There is a difficulty in applying offers of compromise to compensation proceedings in Class 3 of the jurisdiction of the Land and Environment Court. The ordinary rule that costs follow the event, which underlies the making and acceptance of offers of compromise in most proceedings, does not apply. Instead, an applicant will have been dispossessed of an interest in land, and ordinarily, if he, she or it acts reasonably, is entitled to a favourable costs order. Because the starting point is different, it is necessary to consider whether a different approach ought to be taken to effectuate the purpose of an offer of compromise. For it would distort the ordinary operation of offers of compromise to permit the acquiring authority to make a low offer of compromise and cause the applicant to have to run the risk of a large adverse costs order, especially where as here there was essentially a binary issue as to construction. (emphasis added)

On this basis, Leeming JA held [104:

...the appropriate way to give force to the evident purpose of an offer of compromise, in a jurisdiction where the dispossessed plaintiff who litigates reasonably is ordinarily entitled to costs, is in the present case for the Trust to obtain its costs of the proceedings up to and including 13 February 2013, but that there be no order thereafter, with the intention that the parties bear their own costs.


In any litigation, making a genuine and early offer of compromise is good practice.
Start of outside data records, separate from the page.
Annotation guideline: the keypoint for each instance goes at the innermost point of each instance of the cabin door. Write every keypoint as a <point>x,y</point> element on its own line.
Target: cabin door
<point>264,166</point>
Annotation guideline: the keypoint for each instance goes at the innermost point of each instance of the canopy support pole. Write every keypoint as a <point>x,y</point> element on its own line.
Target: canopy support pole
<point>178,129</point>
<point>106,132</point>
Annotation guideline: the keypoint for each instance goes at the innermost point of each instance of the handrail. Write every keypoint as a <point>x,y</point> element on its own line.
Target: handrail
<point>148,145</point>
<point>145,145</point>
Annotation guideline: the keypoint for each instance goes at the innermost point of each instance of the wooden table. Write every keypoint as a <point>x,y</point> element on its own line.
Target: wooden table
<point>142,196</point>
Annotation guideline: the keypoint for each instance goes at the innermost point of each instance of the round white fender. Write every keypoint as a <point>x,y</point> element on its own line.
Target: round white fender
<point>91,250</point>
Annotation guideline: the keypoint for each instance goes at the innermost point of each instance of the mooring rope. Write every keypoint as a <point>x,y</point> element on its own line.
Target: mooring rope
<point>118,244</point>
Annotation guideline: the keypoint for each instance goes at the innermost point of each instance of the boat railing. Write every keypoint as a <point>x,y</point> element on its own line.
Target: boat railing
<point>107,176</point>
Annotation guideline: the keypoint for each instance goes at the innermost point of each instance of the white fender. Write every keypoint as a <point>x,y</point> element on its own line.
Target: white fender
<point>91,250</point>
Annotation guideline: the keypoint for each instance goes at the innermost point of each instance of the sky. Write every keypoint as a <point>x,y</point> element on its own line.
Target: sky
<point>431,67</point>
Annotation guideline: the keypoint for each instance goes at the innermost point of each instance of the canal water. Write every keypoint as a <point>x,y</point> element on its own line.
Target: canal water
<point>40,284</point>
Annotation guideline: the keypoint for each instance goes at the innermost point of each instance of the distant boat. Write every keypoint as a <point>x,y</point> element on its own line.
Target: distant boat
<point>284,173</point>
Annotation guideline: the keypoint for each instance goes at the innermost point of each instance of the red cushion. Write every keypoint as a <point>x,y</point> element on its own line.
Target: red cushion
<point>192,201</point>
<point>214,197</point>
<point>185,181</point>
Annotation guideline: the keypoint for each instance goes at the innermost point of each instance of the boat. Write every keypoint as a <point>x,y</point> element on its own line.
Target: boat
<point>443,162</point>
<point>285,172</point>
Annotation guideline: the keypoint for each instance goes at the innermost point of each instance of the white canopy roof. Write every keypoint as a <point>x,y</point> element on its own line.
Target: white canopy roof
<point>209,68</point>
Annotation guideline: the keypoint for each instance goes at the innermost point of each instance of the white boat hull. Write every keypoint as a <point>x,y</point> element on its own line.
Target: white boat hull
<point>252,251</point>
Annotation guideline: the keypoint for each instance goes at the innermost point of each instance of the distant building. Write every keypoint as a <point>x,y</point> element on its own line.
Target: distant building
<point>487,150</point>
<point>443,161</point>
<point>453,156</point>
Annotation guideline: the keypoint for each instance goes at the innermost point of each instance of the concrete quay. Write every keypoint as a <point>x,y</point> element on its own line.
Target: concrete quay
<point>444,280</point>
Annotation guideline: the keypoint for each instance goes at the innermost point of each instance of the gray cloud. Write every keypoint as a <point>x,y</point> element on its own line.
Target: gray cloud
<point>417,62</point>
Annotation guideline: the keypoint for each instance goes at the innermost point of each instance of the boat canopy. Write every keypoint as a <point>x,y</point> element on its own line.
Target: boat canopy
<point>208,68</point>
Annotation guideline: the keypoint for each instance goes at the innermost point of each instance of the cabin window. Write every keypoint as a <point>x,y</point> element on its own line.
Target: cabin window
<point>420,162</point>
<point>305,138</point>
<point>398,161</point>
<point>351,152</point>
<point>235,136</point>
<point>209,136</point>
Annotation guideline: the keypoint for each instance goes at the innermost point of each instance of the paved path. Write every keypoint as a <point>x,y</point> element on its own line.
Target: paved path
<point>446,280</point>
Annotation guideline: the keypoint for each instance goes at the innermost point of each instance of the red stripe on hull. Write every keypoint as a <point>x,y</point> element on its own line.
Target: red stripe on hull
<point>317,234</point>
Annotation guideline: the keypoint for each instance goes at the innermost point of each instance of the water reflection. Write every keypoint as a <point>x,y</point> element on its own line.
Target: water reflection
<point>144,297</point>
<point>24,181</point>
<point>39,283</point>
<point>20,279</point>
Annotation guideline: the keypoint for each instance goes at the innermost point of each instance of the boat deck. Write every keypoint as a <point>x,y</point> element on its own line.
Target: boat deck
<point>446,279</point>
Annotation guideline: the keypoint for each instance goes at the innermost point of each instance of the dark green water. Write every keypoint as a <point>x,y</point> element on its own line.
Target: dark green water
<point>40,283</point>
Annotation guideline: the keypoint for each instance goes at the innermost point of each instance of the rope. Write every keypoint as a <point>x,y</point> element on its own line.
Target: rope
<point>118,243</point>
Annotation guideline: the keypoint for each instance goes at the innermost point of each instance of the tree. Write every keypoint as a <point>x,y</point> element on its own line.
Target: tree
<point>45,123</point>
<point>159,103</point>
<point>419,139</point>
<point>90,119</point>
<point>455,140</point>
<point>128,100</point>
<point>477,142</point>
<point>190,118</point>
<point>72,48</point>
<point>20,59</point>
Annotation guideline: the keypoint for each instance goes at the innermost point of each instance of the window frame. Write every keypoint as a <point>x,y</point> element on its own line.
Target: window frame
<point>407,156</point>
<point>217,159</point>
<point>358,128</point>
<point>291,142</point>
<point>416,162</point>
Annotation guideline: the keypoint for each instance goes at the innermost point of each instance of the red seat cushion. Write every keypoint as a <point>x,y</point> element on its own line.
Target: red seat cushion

In Class 3 compensation proceedings, a different approach to the consequences of making an offer of compromise applies.

In the Tempe decision, the Court has clarified that an acquiring authority will not be entitled to its indemnity costs if it makes an offer which is not accepted and judgment no more favourable to a land owner is obtained, provided the land owner has litigated reasonably.

However, a reasonable and genuine offer, made in accordance with the UCPR, which is more favourable to a land owner than the Court’s ultimate determination of compensation should save an acquiring authority from having to pay the land owner’s litigation costs on and from the date of the offer. Such costs can be substantial, particularly in complex litigation. The difficulty which acquiring authorities face when determining the quantum of an offer of compromise is that commercial considerations alone (ie. the costs of pursing litigation to completion vs increasing the compensation offered to seek to settle proceedings) cannot guide the quantum of an offer of compromise. From a probity perspective, acquiring authorities must have expert evidence available to support the quantum of any offer of compromise which is made. Where such expert evidence does not exist, progressing the matter to hearing may be the only option available.